After U.N. Theater, Muscle Prevails
Coming back from Baghdad on his way to New York Tuesday evening, Kofi Annan stopped in Paris for dinner with Jacques Chirac. While heaping praise on the U.N. secretary general for his magnificent diplomatic feat, French diplomats and commentators made it clear that it was French diplomacy and Chirac’s statecraft that had won the day. They cited Chirac’s bold speech calling for an end to the sanctions and his well-timed refusal to participate in the planned U.S. attack. The French, they said, had triumphed for bringing the enforcement of U.N. resolutions back to the Security Council. That Annan reported to Chirac before making his formal presentation to the Security Council was proof enough.
In Rome, too, there was enthusiastic praise for Annan’s diplomacy, but strangely enough, Chirac’s crucial role went unrecognized. An undersecretary at the Farnesina patiently explained that it was Prime Minister Romano Prodi’s meeting with Boris Yeltsin earlier this month that had achieved the great victory for peace. When the agreement with Saddam Hussein was published, the whole world would see that it faithfully “reflected the key points of the Prodi-Yeltsin communique.” Oddly enough, that communique had attracted no notice at all outside Italy, not even a passing comment from the State Department, even though it amounted to a frontal attack on U.S. policy.
Tony Blair is not worried about Continental posturing. British diplomats do not risk demotion for having failed to book Kofi Annan for tea. French diplomacy, the British explain, has been reduced to charade: No longer able to achieve anything of substance, the highest aim of the French is to sustain the illusion that France is influential.
Blair is not worried because he knows that it was his leadership that actually determined the outcome for Annan.
Having taken away from the Tories their entire domestic policy, the Labor prime minister set out to usurp their very last role as the upholders of martial virtues, always ready for a bit of the rough stuff. Sending first one aircraft carrier and then a second to the Gulf, along with Tornado fighter-bombers to Kuwait and Bahrain, Blair did not merely go along with U.S. policy but actually encouraged a wavering Clinton to be firm with Iraq in spite of the Monica crisis. It was a very deliberate replay of Thatcher-Bush in August 1990, when the Iron Lady insisted that Kuwait must be liberated while Bush was originally inclined to leave inter-Arab quarrels to the Arabs themselves.
So this is what foreign policy has become in Europe. Foreign ministries established to ruthlessly pursue national interests large and small are now in the business of making it seem that they still matter. Heads of government who certainly have serious problems to confront in domestic policy and a genuine role to play in European affairs react to international crises that they cannot influence by pretending that their telephone calls and meetings and communiques are of consequence. Once upon a time, it was the Italians who were accused of sacrificing substance for the sake of a bella figura. Now everybody does it.

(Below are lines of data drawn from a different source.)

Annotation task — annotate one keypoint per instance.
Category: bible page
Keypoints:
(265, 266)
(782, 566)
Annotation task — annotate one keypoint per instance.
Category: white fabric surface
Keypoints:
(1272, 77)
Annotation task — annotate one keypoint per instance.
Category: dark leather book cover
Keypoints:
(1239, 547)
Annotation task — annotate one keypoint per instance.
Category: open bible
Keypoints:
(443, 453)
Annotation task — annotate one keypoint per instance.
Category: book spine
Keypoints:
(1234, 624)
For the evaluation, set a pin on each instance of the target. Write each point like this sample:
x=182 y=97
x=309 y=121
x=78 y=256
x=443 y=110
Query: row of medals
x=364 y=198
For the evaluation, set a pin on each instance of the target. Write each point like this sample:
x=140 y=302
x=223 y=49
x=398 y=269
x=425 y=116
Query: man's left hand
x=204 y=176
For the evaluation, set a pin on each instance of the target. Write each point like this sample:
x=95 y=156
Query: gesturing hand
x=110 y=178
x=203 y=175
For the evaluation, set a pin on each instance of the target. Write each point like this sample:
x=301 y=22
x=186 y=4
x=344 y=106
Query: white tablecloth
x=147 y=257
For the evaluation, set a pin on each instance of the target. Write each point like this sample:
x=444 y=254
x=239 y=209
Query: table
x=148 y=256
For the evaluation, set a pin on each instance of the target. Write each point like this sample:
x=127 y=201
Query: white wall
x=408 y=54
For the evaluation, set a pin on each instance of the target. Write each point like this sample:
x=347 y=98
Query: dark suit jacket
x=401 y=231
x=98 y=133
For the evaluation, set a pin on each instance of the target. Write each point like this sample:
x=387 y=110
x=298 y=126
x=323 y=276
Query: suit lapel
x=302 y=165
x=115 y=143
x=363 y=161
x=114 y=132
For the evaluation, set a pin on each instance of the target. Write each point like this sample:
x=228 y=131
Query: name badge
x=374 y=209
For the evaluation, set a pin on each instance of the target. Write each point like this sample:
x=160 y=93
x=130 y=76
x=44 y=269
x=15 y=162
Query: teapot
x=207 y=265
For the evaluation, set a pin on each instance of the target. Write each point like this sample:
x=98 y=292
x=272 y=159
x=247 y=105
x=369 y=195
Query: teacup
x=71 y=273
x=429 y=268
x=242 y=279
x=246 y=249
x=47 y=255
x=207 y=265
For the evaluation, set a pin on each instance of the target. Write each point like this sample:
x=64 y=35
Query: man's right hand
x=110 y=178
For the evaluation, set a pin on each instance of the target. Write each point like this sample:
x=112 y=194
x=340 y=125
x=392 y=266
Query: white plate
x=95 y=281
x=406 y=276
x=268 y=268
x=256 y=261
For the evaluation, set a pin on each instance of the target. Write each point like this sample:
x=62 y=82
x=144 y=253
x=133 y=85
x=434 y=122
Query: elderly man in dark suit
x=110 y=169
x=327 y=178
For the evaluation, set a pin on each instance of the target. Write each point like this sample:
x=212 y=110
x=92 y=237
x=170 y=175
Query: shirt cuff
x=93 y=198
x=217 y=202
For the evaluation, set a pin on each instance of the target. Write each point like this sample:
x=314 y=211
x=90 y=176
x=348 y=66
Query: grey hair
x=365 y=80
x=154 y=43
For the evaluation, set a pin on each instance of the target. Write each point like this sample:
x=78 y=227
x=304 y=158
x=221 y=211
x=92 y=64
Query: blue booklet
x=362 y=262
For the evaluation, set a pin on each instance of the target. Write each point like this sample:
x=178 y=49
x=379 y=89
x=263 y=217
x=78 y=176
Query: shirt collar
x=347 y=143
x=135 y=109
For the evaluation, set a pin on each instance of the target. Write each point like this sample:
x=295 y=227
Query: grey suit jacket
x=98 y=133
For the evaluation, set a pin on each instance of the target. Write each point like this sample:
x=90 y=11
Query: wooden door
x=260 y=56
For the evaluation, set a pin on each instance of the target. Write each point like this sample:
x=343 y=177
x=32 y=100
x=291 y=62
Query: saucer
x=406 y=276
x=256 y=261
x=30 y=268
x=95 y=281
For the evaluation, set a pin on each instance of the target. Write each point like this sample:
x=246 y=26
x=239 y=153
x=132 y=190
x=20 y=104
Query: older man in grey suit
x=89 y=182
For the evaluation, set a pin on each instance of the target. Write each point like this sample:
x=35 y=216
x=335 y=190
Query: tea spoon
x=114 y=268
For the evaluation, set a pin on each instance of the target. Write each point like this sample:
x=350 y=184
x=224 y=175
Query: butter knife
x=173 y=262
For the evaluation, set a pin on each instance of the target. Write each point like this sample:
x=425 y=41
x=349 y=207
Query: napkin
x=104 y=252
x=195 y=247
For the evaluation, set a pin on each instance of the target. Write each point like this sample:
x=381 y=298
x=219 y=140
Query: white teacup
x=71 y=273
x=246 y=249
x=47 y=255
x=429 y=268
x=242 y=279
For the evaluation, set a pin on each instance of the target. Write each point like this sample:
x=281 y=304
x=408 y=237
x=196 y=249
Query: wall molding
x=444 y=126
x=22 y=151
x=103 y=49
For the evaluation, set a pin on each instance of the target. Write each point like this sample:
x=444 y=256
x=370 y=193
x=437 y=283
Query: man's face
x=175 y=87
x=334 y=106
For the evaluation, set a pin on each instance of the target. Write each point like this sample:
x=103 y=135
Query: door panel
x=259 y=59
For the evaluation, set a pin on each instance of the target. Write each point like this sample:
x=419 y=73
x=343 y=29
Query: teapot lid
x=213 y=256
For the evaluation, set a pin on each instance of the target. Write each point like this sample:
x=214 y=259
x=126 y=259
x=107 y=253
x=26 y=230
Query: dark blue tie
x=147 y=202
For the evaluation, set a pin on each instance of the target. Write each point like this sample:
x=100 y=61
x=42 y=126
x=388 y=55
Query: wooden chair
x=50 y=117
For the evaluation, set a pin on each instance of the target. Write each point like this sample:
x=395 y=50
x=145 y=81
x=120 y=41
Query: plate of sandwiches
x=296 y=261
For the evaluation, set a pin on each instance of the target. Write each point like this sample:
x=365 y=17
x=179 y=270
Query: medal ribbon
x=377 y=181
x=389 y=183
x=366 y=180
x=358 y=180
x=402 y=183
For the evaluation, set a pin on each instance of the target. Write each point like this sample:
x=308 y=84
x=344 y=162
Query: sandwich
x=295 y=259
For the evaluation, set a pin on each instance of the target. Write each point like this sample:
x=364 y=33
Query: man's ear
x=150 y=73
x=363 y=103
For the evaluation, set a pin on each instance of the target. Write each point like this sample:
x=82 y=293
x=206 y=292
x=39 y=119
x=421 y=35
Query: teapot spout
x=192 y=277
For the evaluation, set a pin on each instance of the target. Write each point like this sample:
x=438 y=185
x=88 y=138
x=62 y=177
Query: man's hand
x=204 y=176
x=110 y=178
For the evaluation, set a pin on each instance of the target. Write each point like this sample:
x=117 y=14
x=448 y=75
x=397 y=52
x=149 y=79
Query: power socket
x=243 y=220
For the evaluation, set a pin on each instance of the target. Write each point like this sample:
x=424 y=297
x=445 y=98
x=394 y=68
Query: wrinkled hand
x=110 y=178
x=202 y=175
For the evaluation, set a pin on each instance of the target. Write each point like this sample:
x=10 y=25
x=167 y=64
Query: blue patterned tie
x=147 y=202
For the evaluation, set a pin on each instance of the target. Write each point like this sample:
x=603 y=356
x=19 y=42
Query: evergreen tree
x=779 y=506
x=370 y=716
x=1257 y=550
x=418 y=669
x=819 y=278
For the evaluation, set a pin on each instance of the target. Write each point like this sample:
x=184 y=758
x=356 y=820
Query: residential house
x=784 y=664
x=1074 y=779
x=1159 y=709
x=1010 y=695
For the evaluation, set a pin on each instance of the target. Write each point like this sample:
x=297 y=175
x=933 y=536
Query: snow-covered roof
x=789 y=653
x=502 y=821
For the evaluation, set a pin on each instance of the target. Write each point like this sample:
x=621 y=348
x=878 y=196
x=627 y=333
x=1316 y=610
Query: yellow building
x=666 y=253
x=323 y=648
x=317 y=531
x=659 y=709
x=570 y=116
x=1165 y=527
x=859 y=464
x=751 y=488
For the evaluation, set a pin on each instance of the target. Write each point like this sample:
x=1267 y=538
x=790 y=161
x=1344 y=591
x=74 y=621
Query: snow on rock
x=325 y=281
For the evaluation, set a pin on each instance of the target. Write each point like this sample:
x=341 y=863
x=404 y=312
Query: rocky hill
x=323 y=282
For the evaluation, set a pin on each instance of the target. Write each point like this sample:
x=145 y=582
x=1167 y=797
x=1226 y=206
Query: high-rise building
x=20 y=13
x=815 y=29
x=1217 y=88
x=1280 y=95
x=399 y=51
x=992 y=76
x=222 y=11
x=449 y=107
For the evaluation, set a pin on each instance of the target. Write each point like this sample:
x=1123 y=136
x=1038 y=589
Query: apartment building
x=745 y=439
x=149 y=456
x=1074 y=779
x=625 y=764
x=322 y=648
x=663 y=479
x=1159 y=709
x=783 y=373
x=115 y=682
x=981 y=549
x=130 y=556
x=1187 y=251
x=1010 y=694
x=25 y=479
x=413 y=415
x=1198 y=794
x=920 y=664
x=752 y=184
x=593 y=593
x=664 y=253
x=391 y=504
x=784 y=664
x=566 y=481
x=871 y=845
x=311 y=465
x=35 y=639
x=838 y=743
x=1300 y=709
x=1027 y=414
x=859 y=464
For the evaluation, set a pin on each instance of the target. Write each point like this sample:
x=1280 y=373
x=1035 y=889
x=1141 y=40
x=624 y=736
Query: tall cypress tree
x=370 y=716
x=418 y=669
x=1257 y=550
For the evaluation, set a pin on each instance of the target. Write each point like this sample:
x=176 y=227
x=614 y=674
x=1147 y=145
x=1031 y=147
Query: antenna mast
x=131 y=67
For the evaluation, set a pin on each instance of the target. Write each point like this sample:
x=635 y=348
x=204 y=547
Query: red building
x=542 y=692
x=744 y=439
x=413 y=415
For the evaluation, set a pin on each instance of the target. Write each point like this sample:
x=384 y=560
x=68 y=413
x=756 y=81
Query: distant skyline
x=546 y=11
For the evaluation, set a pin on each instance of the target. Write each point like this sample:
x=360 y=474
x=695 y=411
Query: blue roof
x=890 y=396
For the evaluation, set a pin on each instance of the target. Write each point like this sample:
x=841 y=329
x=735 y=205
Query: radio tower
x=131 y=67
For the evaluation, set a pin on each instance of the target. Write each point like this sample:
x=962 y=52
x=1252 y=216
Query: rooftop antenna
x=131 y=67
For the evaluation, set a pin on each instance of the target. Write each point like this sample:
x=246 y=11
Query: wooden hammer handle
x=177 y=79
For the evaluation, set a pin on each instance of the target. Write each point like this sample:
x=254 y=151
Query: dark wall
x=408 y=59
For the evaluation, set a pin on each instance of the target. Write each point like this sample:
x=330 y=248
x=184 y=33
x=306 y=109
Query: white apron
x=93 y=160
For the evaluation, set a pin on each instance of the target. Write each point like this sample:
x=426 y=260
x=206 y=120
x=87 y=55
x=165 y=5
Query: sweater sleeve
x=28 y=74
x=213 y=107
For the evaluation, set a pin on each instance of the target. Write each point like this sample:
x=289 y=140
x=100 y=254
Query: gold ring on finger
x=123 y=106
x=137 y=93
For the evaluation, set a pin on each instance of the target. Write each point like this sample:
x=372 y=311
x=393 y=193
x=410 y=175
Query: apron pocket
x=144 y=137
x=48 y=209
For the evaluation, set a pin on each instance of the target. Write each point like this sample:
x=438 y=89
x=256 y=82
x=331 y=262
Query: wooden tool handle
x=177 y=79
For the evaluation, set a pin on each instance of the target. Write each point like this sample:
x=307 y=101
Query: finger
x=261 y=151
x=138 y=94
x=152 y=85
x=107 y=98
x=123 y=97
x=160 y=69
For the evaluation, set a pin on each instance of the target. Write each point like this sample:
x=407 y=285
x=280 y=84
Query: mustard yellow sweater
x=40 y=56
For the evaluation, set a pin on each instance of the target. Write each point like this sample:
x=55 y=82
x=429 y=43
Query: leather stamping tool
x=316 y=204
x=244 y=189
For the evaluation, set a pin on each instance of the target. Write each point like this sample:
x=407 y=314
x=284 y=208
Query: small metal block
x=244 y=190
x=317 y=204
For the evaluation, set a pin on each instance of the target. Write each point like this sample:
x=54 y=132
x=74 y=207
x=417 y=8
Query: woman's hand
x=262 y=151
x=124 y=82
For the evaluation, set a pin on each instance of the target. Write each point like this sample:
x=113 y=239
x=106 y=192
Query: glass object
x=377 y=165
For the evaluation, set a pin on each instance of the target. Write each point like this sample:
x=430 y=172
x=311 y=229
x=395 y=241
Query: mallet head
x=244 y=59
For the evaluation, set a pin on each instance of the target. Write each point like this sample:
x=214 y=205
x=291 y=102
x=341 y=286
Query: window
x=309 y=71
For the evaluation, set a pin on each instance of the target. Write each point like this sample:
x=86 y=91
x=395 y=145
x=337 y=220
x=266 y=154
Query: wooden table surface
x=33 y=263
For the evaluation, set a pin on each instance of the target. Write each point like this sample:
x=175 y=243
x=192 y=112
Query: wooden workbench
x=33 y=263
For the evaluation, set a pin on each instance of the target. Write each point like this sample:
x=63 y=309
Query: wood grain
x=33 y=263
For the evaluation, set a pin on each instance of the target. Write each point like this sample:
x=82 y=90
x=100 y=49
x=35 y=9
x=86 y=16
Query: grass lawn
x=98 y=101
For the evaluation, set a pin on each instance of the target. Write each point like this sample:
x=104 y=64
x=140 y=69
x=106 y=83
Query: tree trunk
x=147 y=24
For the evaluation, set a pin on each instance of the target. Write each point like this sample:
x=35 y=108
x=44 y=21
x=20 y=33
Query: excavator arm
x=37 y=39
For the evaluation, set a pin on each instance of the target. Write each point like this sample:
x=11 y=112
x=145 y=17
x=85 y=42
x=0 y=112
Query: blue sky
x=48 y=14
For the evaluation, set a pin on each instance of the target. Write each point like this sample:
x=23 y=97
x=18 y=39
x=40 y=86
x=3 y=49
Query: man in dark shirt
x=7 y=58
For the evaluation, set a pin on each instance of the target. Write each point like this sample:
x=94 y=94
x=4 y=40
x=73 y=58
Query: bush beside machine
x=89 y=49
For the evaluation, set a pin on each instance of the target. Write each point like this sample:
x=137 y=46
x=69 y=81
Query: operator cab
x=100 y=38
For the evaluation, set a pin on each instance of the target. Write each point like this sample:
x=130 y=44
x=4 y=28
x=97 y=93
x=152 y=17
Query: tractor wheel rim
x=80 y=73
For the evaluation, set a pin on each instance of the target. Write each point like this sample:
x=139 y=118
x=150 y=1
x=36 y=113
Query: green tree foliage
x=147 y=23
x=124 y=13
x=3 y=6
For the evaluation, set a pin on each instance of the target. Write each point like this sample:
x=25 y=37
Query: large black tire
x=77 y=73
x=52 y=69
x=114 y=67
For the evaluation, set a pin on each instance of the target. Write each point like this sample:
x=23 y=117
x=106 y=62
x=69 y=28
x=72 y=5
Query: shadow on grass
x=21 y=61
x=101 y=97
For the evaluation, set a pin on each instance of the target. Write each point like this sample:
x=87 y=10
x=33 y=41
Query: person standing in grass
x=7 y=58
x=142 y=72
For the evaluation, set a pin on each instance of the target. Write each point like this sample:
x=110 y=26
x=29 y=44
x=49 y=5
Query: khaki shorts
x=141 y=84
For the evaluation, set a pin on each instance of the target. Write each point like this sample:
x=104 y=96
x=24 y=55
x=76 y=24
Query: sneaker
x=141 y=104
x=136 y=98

The U.N. provides the stage, script, props and audience for these theatrical simulations of Great Power politics. It has a secretary general who can be met in order to produce portraits of the head of government as world statesman. It has a great number of “special envoys” who are more than willing to be wined and dined in every capital that pretends to matter. It has a Security Council that gives bit players a turn alongside the main actors. And when there is a conflict that nobody wants to stop because intervention would require actual fighting, the U.N. can send in its toy soldiers to make it seem as if the world is doing something.
Countries that might be effective if they were willing to pay the price of combat instead loan their soldiers out to stand around uselessly in baby-blue U.N. helmets, even in the midst of massacres.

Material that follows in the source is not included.